People think by comparisons. So let me give you an analogy. I am a big fan of movies – old black and white ones, new ones with special effects, and most types in between. I especially like musicals. One of my favorite musical films is West Side Story, released in 1961. And this December 2021 Stephen Spielberg has directed an update of the movie.
The movie is a retelling of Shakespeare’s tragic romance Romeo and Juliet. What does a Broadway musical and its subsequent film version have to do with profitability analytics? Plenty. Here is the background.
Please oblige me if you are so young that you are unaware of this film or have dismissed it as a silly folly about two tough 1950s New York City street gangs – the working-class white Jets and the Puerto Rican Sharks – dancing and singing. West Side Story has parallels to what it takes to complete the full vision of a successful implementation of profitability analytics methods.
Essentials: a skilled team, a talented delivery team, and a breakthrough event
A first parallel is a skilled design team. Three giant talents in their respective fields collaborated on West Side Story: Jerome Robbins with dance choreography, Stephen Sondheim with its song lyrics, and Leonard Bernstein with its music. A prerequisite with successful implementations of profitability analytics methods is good model design and construction to provide cost and profit margin reporting with analytics, strategy management, performance measures, operational planning, driver-based budgeting and rolling financial forecasts, and business analytics that are applied by the data science community.

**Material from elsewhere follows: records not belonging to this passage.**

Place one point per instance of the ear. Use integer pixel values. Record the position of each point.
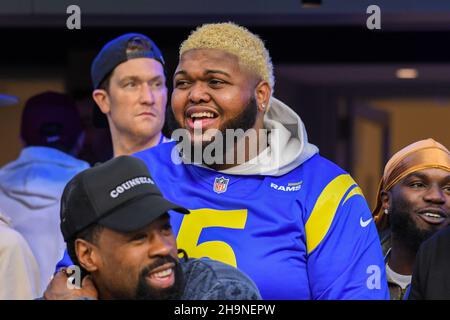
(101, 98)
(262, 95)
(87, 255)
(385, 200)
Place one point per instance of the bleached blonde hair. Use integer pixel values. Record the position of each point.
(237, 40)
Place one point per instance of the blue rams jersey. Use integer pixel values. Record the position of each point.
(307, 234)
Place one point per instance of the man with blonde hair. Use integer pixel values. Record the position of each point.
(296, 223)
(413, 202)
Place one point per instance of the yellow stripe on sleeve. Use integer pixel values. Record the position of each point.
(326, 206)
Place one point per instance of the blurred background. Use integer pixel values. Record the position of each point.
(363, 94)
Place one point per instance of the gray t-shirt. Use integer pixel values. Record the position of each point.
(207, 279)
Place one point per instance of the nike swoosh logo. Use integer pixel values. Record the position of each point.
(364, 223)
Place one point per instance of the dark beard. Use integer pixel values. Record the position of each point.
(404, 228)
(244, 121)
(146, 292)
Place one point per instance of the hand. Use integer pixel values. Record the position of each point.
(58, 288)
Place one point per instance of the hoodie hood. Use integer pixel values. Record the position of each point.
(288, 144)
(38, 177)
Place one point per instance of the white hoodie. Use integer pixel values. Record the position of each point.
(30, 191)
(19, 272)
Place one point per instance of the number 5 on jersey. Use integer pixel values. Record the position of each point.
(199, 219)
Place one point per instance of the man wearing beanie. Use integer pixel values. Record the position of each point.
(413, 202)
(130, 90)
(31, 186)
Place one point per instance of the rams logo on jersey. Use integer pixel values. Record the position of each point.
(292, 186)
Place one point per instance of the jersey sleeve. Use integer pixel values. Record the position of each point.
(344, 256)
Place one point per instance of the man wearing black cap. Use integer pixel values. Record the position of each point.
(31, 186)
(130, 89)
(116, 225)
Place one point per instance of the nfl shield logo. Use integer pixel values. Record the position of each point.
(220, 184)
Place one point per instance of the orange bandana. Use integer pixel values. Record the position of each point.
(417, 156)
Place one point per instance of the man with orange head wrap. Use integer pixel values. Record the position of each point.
(413, 202)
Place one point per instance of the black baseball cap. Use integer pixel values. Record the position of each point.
(119, 194)
(116, 52)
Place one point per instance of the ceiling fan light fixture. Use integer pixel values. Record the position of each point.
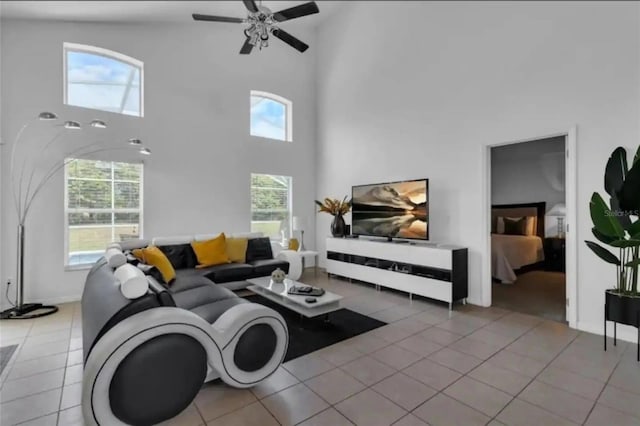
(262, 21)
(46, 115)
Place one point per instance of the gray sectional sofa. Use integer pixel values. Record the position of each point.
(146, 357)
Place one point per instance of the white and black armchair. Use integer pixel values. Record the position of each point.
(147, 354)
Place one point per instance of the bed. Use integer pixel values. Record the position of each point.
(510, 253)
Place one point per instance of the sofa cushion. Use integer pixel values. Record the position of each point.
(265, 267)
(181, 256)
(212, 311)
(259, 249)
(192, 298)
(228, 272)
(186, 280)
(154, 256)
(237, 249)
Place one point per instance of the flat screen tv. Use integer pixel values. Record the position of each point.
(392, 210)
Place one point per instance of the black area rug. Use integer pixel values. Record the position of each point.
(310, 334)
(5, 355)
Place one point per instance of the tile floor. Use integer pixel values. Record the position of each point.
(477, 366)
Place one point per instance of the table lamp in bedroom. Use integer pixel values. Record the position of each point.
(298, 225)
(559, 211)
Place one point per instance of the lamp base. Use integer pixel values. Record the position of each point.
(25, 311)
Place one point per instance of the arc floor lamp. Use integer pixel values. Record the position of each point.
(27, 181)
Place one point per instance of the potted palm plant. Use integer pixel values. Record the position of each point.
(337, 209)
(617, 225)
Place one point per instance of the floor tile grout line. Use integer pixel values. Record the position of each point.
(204, 422)
(267, 410)
(534, 379)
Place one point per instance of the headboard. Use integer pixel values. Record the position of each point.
(518, 210)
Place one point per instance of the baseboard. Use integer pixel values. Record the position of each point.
(57, 300)
(625, 332)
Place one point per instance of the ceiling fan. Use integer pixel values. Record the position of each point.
(262, 22)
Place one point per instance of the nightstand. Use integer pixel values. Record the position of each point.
(554, 254)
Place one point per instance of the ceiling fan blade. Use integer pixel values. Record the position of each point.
(250, 5)
(211, 18)
(290, 40)
(296, 12)
(246, 47)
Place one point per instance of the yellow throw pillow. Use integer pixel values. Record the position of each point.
(211, 252)
(154, 256)
(237, 249)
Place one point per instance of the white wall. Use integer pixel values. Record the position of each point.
(530, 172)
(421, 91)
(196, 122)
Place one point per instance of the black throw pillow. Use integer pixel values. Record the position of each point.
(515, 227)
(181, 256)
(152, 271)
(259, 249)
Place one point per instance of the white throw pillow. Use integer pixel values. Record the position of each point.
(133, 282)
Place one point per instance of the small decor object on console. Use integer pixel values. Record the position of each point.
(337, 209)
(278, 276)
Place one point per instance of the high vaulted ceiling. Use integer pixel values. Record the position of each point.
(145, 11)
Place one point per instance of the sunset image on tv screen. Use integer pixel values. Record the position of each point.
(394, 210)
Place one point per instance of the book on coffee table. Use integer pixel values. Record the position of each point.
(306, 291)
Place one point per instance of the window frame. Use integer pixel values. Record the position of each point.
(67, 210)
(100, 51)
(288, 114)
(289, 204)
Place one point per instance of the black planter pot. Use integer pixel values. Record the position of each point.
(338, 226)
(622, 309)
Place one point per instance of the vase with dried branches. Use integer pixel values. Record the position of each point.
(337, 209)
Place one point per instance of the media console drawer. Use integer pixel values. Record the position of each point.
(435, 272)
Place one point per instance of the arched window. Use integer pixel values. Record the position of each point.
(101, 79)
(270, 116)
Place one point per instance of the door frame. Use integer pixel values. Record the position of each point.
(570, 220)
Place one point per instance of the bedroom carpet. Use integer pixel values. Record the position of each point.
(539, 293)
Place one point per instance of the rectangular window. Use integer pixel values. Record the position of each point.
(103, 203)
(271, 205)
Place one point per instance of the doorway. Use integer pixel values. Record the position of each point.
(530, 208)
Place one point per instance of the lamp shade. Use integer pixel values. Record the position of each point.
(298, 223)
(558, 210)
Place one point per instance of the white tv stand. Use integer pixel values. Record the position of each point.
(435, 271)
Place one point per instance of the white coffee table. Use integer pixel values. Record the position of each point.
(278, 292)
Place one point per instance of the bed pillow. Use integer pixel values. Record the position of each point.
(515, 227)
(530, 226)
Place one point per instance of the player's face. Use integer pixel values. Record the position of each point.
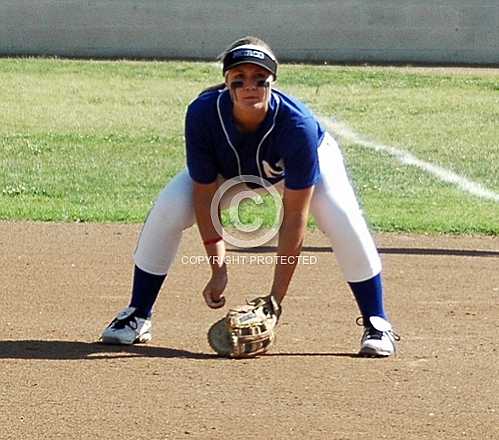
(249, 86)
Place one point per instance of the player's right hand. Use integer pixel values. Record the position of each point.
(213, 292)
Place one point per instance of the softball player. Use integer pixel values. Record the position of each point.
(245, 127)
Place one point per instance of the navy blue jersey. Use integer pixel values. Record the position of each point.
(284, 146)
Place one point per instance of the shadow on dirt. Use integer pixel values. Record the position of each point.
(75, 350)
(397, 251)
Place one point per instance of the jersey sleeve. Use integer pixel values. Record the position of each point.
(199, 152)
(301, 161)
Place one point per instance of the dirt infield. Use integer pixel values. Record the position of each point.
(60, 284)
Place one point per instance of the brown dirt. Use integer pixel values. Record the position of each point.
(60, 284)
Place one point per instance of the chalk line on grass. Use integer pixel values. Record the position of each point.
(407, 158)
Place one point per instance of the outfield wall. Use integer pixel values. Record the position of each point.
(378, 31)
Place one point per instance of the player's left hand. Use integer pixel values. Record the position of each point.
(213, 292)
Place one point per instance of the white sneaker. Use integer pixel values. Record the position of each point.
(378, 339)
(127, 329)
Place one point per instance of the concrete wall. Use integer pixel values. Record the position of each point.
(412, 31)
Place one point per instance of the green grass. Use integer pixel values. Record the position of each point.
(96, 141)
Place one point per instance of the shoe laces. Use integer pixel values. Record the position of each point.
(372, 333)
(129, 321)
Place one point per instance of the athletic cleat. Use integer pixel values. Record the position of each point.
(378, 339)
(127, 329)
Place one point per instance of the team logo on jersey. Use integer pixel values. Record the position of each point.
(273, 172)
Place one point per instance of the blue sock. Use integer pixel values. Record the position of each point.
(145, 290)
(369, 297)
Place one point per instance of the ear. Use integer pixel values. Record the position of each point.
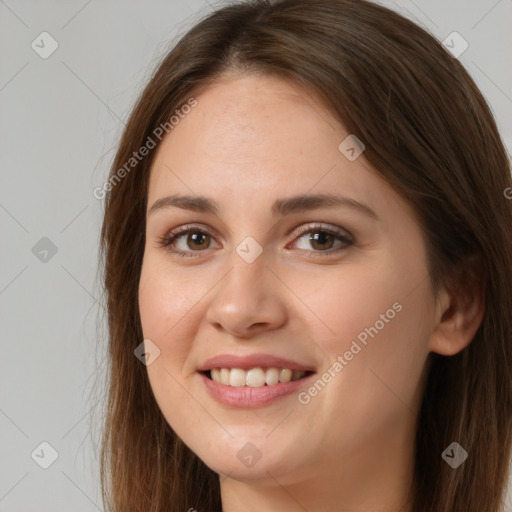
(459, 312)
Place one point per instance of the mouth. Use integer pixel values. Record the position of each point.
(257, 377)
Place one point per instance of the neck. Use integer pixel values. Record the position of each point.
(376, 477)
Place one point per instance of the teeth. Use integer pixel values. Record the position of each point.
(255, 377)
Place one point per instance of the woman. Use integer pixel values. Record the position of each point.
(308, 255)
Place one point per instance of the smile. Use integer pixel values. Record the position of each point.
(254, 377)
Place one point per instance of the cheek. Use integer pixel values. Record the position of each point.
(168, 300)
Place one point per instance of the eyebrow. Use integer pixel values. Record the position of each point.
(281, 207)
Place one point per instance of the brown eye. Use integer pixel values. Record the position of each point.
(198, 240)
(321, 240)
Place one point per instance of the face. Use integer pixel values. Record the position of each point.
(336, 292)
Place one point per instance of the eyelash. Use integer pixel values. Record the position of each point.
(165, 241)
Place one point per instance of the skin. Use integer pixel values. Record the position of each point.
(249, 141)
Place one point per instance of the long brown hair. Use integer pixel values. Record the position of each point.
(429, 132)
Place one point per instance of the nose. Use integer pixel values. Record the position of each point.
(248, 300)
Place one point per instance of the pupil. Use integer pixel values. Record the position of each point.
(320, 237)
(194, 237)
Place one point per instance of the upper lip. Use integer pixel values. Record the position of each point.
(251, 361)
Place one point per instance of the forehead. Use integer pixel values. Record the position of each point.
(258, 138)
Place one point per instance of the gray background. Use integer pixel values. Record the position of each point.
(60, 120)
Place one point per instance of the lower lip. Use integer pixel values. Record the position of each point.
(248, 397)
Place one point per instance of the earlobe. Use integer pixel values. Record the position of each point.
(458, 317)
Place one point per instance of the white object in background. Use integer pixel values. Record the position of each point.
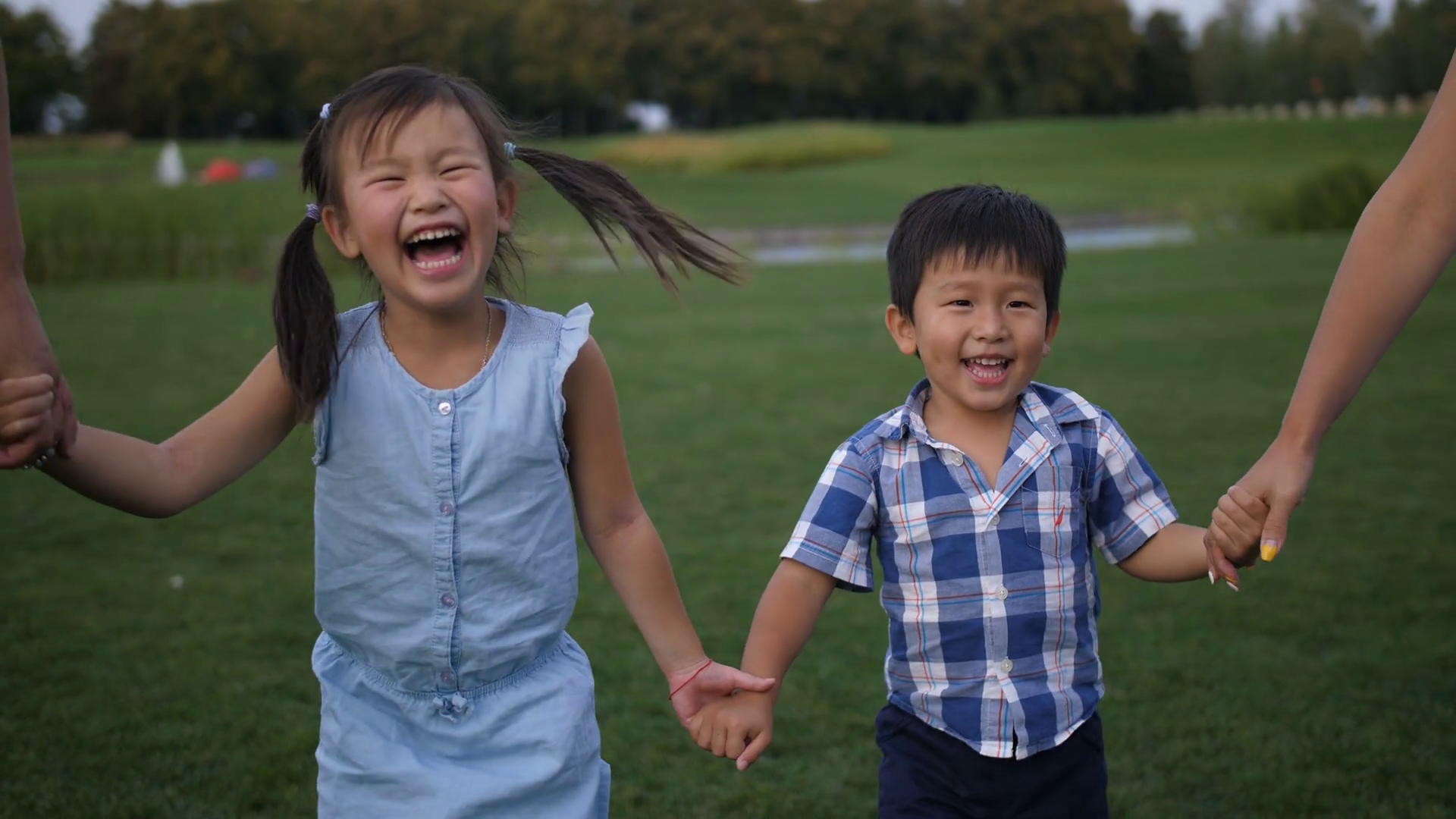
(171, 172)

A second parallel involves who will operate and maintain the profitability analytics methods as an integrated system. Who will analyze its information, gain insights and foresight, make decisions, and take actions? West Side Story’s film actors were not widely recognized marquee names, but they were incredibly talented. They included Natalie Wood as Maria, Rita Moreno as Anita, George Chakiris as the Sharks’ leader, Bernardo, and Russ Tamblyn as the Jets’ leader, Riff. They were wonderful performers including their dancing and singing. Similarly in the work world, without sufficient passion and zeal then project managers and users of profitability analytics are just going through the motions – just showing up for a day’s pay.
A third parallel is a breakthrough moment or event. The opening night of a Broadway or London West End play or musical is a do-or-die situation depending on the acceptance of the audience and positive next-day reviews by the media critics. A little-known fact about West Side Story’s opening night on Broadway is that it almost flopped. During the first hour of the performance, the audience was unemotional and unresponsive – stone cold. Perhaps this was because the audience was a bit upper-crust and uncomfortable with the characters being gang members and Puerto Rican immigrants. Remember, it was 1961. Did some people walk out of the theater before the show ended? I am not sure.
But the breakthrough moment that saved the musical and sparked the audience’s interest was the rooftop scene with the Sharks and their girlfriends. The scene opens with the girls proclaiming their happiness as immigrants to the USA and singing the song “America,” starting with “I want to be in America! OK by me in America!” It was a magical moment. The audience lit up. If you have never seen this scene from the movie, click on this hypertext link below to see the film version of it. Then imagine you were at that 1961 opening performance. When the song and dance ends, how would you have felt?
Was the audience’s change in mood because of a tug of USA patriotism? Was it the Latin beat of Bernstein’s incomparable music? Was it Sondheim’s inspirational song lyrics? Was it Robbins’ energetic dance choreography? Perhaps it was the synergy and chemistry of all of them combined. What matters is the audience’s acceptance of the musical was “sparked”. As the story unfolds in the last hour, with the love story of Tony and Maria and the reduced animosity of the Jets and Sharks, the audience is rewarded with a most memorable experience.
Applying the three parallels to profitability analytics
A successful implementation of profitability analytics methods benefits from all three parallels.
The developers need to be skilled. The project team needs to be talented. Finally, some sort of spark or trigger event is needed to get buy-in – both from the users of the profitability analytics information and the executive team.
The users of profitability analytics deserve good information from their accountants. Without it they are prone to make poor decisions. Read my July 20, 2020 article in this site titled “A Bill of Rights for Users of Management Accounting Information” in this link:
Strong links in the chain
The old adage that a chain is only as strong as its weakest link can apply to an integrated profitability analytics system. West Side Story had three elements that led to its global and timeless appeal, and each one was critical to its success:
Developers and Designers (the music, lyrics, and dance)
Users (the actors)
Buy-in (a trigger event)
The successful implementation of information technologies is not simple. For example, some companies have abandoned their activity-based costing (ABC) software implementation before its completion concluding that its benefits were not worth the effort. (A bad decision.) My belief is that, as with West Side Story, successful profitability analytics are not about software but rather from (1) its model designs and imbedding advanced analytics into each of the various profitability analytics methods (e.g., a strategy map and its companion balanced scorecard with KPIs, cost and profit calculations, driver-based budgeting and rolling financial forecasts), (2) its users, and (3) the spark or breakthrough event.
The spark is not serendipity. The clever profitability analytics implementation project team knows when, where and with whom to ignite the spark.